The most confusing political year ever
Over the last few days, especially as the South Carolina primary neared, I've had the increasingly disorienting feeling that, like Alice, I've fallen through a hole and landed in a political world I can't comprehend. All the usual people and physical features are there – two political parties; their presidential candidates; commentators; news analysts; hyper-partisans; a public divided as usual among the politically indifferent, the grossly ignorant but passionately committed, and a thin stratum of the attentive and informed.
But nothing and no one are in the right place, and everyone is saying the wrong things. American politics has finally descended into bedlam, driven there at last by a Republican elite that thought it could forever ignore and defy its voters without consequence, and by a Democratic elite that thought this time those rubes will love The Queen of the Night.
Among Republicans, the right commentators cheer the left candidates, while the left candidates claim to be the right, and the unclassifiable claims to be the savior. The last is loved by no one among the party's graybeards – all he has are the voters, but among them only a steady plurality.
As a conservative, I desperately want someone – yes, I will say it: anyone – from this group to be sitting at the big desk after January 20, 2017. Yes, I have preferences, but none of them would bring the other party's demented crowd of America-despising civilizational destroyers to Washington.
But whom to choose to win?
There are many who will tell you they know who has the best chance of winning. Beware those claiming such knowledge – they will lie to you about other things.
In the Democratic Party, the second-time-around heiress replays her nightmare of 2008: denied the crown then by a usurper, she faces the real possibility of a second and this time terminal rejection. How many times can a woman live through this without going mad? If she were even slightly less odious, I would feel sorry for her.
Again mercilessly harassed from her left, again rejected by her party's young, again met by her should-be supporters with emotions ranging from indifference to disgust. And – most humiliating of all – in this iteration of the nightmare, her tormentor is not a young black man, but an old white man.
In a political party whose core belief is that old white men are the root of all evil, is it not the ultimate rejection to be unable to brush aside a member of this demographic? Can a human being's psyche live through this?
But again, whom do we who want, we who want this party to lose? Beware those claiming such knowledge – they will lie to you about other things.
We wished for Obama in 2008 rather than The Queen of the Night, because America would never elect a man so far left. Right. But surely, today America would never elect a lifelong Marxist. Right.

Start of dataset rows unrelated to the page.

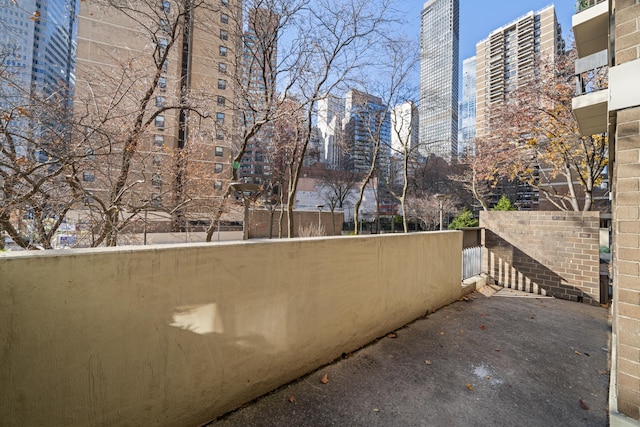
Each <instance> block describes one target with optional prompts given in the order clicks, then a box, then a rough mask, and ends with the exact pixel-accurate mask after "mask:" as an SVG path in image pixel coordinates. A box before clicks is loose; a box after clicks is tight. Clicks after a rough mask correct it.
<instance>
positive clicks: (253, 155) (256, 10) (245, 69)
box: [238, 8, 279, 185]
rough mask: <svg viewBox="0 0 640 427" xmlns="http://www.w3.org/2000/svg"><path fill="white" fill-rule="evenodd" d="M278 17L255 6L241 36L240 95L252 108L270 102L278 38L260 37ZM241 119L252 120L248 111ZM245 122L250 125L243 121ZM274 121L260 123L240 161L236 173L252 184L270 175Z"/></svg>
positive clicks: (271, 96) (262, 182)
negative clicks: (245, 151)
mask: <svg viewBox="0 0 640 427" xmlns="http://www.w3.org/2000/svg"><path fill="white" fill-rule="evenodd" d="M278 20H279V17H278V16H277V14H275V13H274V12H273V11H271V10H269V9H266V8H254V9H251V10H250V12H249V22H248V26H247V31H245V32H244V36H243V54H242V70H241V72H242V73H243V74H242V85H243V90H244V91H245V94H246V95H245V96H244V97H243V98H245V99H247V100H250V101H249V102H251V104H252V105H251V109H256V108H257V109H258V111H260V110H262V111H264V110H266V109H267V108H269V107H270V106H269V105H268V103H271V104H273V102H274V100H273V96H275V83H276V75H275V72H276V66H277V64H276V58H277V54H278V52H277V50H278V49H277V43H271V41H275V40H277V38H275V37H274V38H269V39H265V40H260V39H259V37H261V36H260V35H262V34H276V33H277V29H278ZM244 120H246V121H248V122H250V121H252V120H253V117H252V116H251V114H245V115H244ZM244 125H250V123H245V124H244ZM273 136H274V129H273V123H272V122H268V123H266V124H264V125H263V126H262V128H261V129H260V130H259V131H258V133H257V134H256V135H255V136H254V137H252V138H251V140H250V141H249V143H248V144H247V150H246V152H245V154H244V156H243V157H242V160H241V161H240V169H239V173H238V176H239V177H240V178H241V179H242V180H244V181H246V182H251V183H253V184H259V185H260V184H263V183H265V182H268V181H269V179H270V177H271V175H272V167H273V164H272V160H273V156H274V141H273Z"/></svg>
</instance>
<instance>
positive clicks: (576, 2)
mask: <svg viewBox="0 0 640 427" xmlns="http://www.w3.org/2000/svg"><path fill="white" fill-rule="evenodd" d="M604 1H607V0H578V1H577V2H576V13H580V12H582V11H583V10H587V9H589V8H590V7H593V6H595V5H597V4H598V3H602V2H604Z"/></svg>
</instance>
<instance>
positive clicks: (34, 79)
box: [0, 0, 79, 101]
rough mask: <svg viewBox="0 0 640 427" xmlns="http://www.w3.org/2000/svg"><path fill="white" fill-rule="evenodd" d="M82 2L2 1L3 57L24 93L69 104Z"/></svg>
mask: <svg viewBox="0 0 640 427" xmlns="http://www.w3.org/2000/svg"><path fill="white" fill-rule="evenodd" d="M78 5H79V0H49V1H47V0H39V1H36V0H26V1H20V2H17V3H15V2H13V1H12V0H0V6H1V7H0V30H1V31H0V54H1V55H2V60H3V62H4V67H5V69H6V70H7V71H9V72H10V73H12V74H13V75H14V76H15V80H14V81H15V83H16V84H17V85H19V86H20V87H21V89H22V90H23V91H24V93H25V94H26V93H28V92H31V94H33V95H45V96H47V95H51V94H52V93H55V92H57V91H60V94H61V95H62V96H63V97H64V98H65V99H67V100H68V101H70V96H71V94H72V92H73V85H74V83H75V56H76V45H77V36H78V20H77V15H78V12H79V9H78V7H79V6H78Z"/></svg>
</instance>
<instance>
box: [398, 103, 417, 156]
mask: <svg viewBox="0 0 640 427" xmlns="http://www.w3.org/2000/svg"><path fill="white" fill-rule="evenodd" d="M419 126H420V116H419V114H418V107H417V106H416V104H414V103H413V102H411V101H409V102H403V103H402V104H399V105H396V106H395V107H393V108H392V109H391V156H392V157H393V156H402V155H403V154H402V153H403V150H404V147H405V146H406V148H407V151H411V150H415V149H416V148H417V147H418V144H419V142H420V139H419V138H420V131H419Z"/></svg>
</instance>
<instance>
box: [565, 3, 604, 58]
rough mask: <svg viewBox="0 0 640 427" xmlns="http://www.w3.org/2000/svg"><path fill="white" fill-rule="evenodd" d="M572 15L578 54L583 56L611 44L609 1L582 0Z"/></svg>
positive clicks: (572, 24) (588, 54)
mask: <svg viewBox="0 0 640 427" xmlns="http://www.w3.org/2000/svg"><path fill="white" fill-rule="evenodd" d="M576 10H577V12H576V14H575V15H573V16H572V18H571V21H572V27H573V34H574V37H575V42H576V48H577V50H578V56H579V57H580V58H583V57H585V56H589V55H591V54H593V53H596V52H599V51H601V50H605V49H607V48H608V46H609V2H608V1H598V0H581V1H578V3H577V6H576Z"/></svg>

Socialism sounds great – if you have no experience of life and know no history. So, unsurprisingly, in an eerie reprise of 2008, the old Marxist's most ardent supporters are the under-30s, blissfully unaware that about 2.5 billion people lived under Bernie's principles for about 30 to 70 years (counting the Chinese), then woke up one morning and threw the whole system out because it produced nothing but poverty and misery.
Shout-out to millennials: Bernie's brew is not new. (Rather catchy, that.) It sounds new to you only because no one taught you anything, and you're too young to have experienced much. Sex, videogames, and a P.C. undergraduate curriculum don't count. But good luck selling that wisdom to the kids this fall.
So we don't know whom our guys should nominate to win, and we don't know which opponent to wish for for them to lose.
Other than that, in this political Wonderland, everything is perfectly clear.